Howard v. Cnty. of Durham

Decision Date07 May 2013
Docket NumberNo. COA12–1484.,COA12–1484.
Citation748 S.E.2d 1
PartiesSadie HOWARD, Plaintiff. v. COUNTY OF DURHAM, Defendant.
CourtNorth Carolina Court of Appeals

OPINION TEXT STARTS HERE

Appeal by plaintiff from Order entered 17 October 2012 by Judge Orlando F. Hudson, Jr. in Superior Court, Durham County. Heard in the Court of Appeals 28 March 2013.

Hairston Lane Brannon, PA, Raleigh, by Jeremy R. Leonard and James E. Hairston, Jr., for plaintiff-appellant.

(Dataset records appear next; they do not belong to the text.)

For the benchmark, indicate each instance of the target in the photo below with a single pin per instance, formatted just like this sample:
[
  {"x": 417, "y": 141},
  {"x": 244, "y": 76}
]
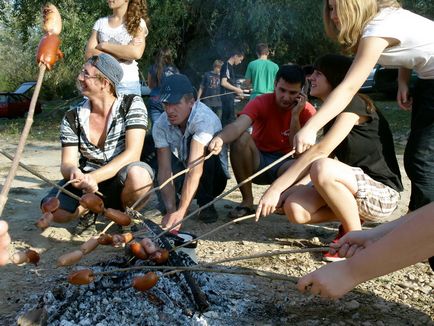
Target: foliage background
[{"x": 198, "y": 31}]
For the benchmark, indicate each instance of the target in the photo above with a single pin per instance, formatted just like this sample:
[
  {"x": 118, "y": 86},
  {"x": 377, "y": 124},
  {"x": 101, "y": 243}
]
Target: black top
[
  {"x": 211, "y": 87},
  {"x": 227, "y": 71},
  {"x": 369, "y": 146}
]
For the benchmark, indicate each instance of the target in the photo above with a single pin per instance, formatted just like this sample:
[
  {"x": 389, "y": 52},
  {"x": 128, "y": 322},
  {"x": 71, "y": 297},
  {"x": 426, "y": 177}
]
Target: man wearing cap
[
  {"x": 106, "y": 132},
  {"x": 181, "y": 136}
]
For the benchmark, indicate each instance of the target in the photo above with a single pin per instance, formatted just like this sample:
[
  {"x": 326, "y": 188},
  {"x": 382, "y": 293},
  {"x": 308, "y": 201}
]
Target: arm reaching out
[
  {"x": 410, "y": 236},
  {"x": 367, "y": 56},
  {"x": 5, "y": 240}
]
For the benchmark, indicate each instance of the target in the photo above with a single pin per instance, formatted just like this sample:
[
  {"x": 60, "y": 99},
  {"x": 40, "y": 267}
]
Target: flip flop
[{"x": 240, "y": 211}]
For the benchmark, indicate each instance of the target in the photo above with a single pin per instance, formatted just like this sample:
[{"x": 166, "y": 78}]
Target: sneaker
[
  {"x": 208, "y": 215},
  {"x": 331, "y": 258},
  {"x": 86, "y": 225}
]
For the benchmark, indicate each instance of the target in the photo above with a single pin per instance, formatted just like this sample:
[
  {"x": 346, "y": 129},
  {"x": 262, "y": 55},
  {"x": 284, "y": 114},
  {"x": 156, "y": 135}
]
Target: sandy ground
[{"x": 404, "y": 297}]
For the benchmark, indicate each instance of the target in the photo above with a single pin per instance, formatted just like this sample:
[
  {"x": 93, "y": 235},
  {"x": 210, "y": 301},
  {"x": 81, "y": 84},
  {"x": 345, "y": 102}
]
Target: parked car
[
  {"x": 384, "y": 80},
  {"x": 16, "y": 104}
]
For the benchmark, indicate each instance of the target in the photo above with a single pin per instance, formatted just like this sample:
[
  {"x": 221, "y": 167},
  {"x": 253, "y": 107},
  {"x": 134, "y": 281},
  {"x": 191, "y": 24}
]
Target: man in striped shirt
[{"x": 106, "y": 132}]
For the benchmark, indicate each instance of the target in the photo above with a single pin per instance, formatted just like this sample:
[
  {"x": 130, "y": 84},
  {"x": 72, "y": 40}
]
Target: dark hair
[
  {"x": 137, "y": 9},
  {"x": 291, "y": 73},
  {"x": 334, "y": 67},
  {"x": 237, "y": 52},
  {"x": 163, "y": 59},
  {"x": 262, "y": 49},
  {"x": 308, "y": 69}
]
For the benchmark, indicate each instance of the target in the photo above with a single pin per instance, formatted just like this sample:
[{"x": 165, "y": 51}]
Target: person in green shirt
[{"x": 261, "y": 72}]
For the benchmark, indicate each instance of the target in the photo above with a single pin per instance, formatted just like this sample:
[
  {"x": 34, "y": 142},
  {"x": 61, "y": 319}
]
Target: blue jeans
[
  {"x": 419, "y": 152},
  {"x": 228, "y": 109}
]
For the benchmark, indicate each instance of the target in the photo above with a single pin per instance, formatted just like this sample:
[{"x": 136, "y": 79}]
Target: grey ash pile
[{"x": 111, "y": 300}]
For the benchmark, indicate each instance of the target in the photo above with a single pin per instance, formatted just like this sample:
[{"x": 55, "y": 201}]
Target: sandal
[{"x": 240, "y": 211}]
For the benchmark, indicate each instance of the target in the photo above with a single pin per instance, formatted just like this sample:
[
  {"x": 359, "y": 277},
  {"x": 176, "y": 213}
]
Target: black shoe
[
  {"x": 86, "y": 225},
  {"x": 208, "y": 215}
]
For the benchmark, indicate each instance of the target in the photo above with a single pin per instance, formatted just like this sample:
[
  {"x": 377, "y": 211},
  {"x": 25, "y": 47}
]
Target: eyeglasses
[{"x": 86, "y": 75}]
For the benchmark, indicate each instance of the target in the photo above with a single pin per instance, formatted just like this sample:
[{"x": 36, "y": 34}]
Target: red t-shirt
[{"x": 271, "y": 124}]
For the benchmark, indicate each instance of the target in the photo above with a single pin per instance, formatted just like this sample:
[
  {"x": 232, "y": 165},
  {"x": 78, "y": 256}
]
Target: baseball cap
[
  {"x": 109, "y": 66},
  {"x": 174, "y": 88}
]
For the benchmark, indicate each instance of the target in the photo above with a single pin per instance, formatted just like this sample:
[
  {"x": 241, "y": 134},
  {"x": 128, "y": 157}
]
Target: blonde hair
[
  {"x": 137, "y": 10},
  {"x": 353, "y": 16}
]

Durham County Attorney's Office by Assistant County Attorney Kathy R. Everett–Perry, for defendant-appellee.

STROUD, Judge.

Sadie Howard (plaintiff) appeals from the order entered 17 October 2012 dismissing both of her claims against Durham County (defendant). She argues on appeal that the trial court erred in granting defendant's motion to dismiss because it had jurisdiction over defendant and she properly pled each claim. For the following reasons, we affirm.

I. Background

On 26 July 2012, plaintiff filed a complaint against defendant in Superior Court, Durham County, for breach of contract and negligent misrepresentation. Plaintiff's complaint alleged that in April 2010, she had filed a complaint in Superior Court, Wake County, for violation of her civil rights under 42 U.S.C. § 1983 and wrongful termination. Defendant removed the action to the United States District Court for the Eastern District of North Carolina. The parties participated in a mediated settlement conference on 2 May 2011. Defendant was represented at the settlement conference by Kim Simpson, the Durham County Tax Administrator, and Kathy Everett–Perry, an Assistant Durham County Attorney.1

The parties exchanged settlement offers and, according to plaintiff's complaint, they reached an oral agreement to settle for $50,000. The mediator prepared a “Memorandum of Settlement” reflecting the terms of the settlement. Plaintiff signed the memorandum, but Ms. Simpson refused to sign for defendant as she said she did not have authority to settle for that amount. On 4 May 2011, Ms. Simpson informed the mediator that she had decided not to recommend the settlement offer to the Durham County Board of Commissioners.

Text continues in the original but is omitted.